The sun and her flowers by Rupi Kaur

Emer Handly

Credit: Emer Handly

Rupi Kaur, the Instagram poet who has arguably changed modern poetry,  has published more of her work in a collection called ‘the sun and her flowers’. It is, to put it simply, another literary masterpiece.

Kaur sticks to her main themes of love, heartbreak, relationships, abuse, racism, feminism, letting go, self-growth and self-love.

The writer has stepped this one up, splitting the book into five sections instead of four meaning more emotional page time for the reader.

‘wilting’ greets us with a heartbroken Kaur. Much like most of the poems in her first book, she talks about her experience in an abuse relationship;

 

 ‘i tried to leave many times but

as soon as I got away

my lungs buckled under the pressure

panting for air I’d return

perhaps this is why I let you

skin me to the bone

something

was better than nothing

having you touch me

even it was not kind

was better than not having your hands at all

i could take the abuse

i could not take the absence

i knew I was beating a dead thing

but it didn’t matter

if the thing was dead

when at the very least

i had it

– Addiction

 

‘falling’ is the chapter in which she deals with depression and the pain of a man leaving, but also knows she can recover from it.

 

‘when i hit the rock bottom

that exists after rock bottom

and no rope or hand appeared

i wondered

what if nothing wants me

because i do not want me

– i am both the poison and the antidote

 

‘rooting’ is slightly different to the other chapters.

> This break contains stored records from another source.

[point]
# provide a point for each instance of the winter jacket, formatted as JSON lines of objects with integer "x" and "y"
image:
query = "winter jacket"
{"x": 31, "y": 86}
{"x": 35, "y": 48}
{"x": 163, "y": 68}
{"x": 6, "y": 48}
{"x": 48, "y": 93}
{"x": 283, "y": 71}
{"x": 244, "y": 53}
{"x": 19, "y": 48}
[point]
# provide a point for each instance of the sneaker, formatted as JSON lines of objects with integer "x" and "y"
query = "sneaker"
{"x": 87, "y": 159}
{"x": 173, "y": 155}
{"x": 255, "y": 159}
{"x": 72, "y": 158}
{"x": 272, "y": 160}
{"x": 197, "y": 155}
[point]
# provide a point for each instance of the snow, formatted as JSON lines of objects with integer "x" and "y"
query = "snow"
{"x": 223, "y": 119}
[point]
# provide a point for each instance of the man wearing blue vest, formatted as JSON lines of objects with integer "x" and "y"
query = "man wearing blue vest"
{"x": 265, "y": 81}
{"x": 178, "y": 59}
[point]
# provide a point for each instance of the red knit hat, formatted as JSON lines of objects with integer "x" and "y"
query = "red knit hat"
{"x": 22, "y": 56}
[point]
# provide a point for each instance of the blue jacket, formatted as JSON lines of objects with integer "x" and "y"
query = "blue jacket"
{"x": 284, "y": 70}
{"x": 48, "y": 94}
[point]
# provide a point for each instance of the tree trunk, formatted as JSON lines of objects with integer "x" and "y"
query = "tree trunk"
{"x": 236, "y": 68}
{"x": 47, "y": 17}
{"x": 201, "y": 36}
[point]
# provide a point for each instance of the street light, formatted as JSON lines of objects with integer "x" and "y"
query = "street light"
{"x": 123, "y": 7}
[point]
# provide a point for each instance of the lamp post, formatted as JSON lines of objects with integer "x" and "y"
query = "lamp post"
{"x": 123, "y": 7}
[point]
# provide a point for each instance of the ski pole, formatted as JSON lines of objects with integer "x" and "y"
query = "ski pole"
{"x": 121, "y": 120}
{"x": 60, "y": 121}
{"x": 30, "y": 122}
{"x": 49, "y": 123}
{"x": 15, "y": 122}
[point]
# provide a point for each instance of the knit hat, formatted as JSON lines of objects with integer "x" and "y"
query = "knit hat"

Here, she strays away from writing about heartbreak and focuses on appreciating her mother and her roots.

 

perhaps we are all immigrants

trading one home for another

first we leave the womb for air

then the suburbs for the filthy city

in search of a better life

some of us just happen to leave entire countries’

 

‘rising’ shows us a more positive side. She has found someone who is not toxic and is learning to let go of her past to move into her future.

 

‘the middle place is strange

the part between them and the next

is an awakening from how you saw to

how you will see

this is where their charm wears off

where they are no longer

the god you made them out to be

when the pedestal you carved out of your

bone and teeth no longer serves them

they are unmasked and made mortal again’

 

‘blooming’ is the final chapter in which we see Kaur embrace self-growth and self-love.

 

‘it was when i stopped searching for home within others

and lifted the foundations of home within myself

i found there were no roots more intimate

than those between a mind and body

that have decided to be whole’

 

‘the sun and her flowers’ is beautifully emotional, heart-breaking and tells the tales of becoming enough for yourself in a way that resonates with any reader.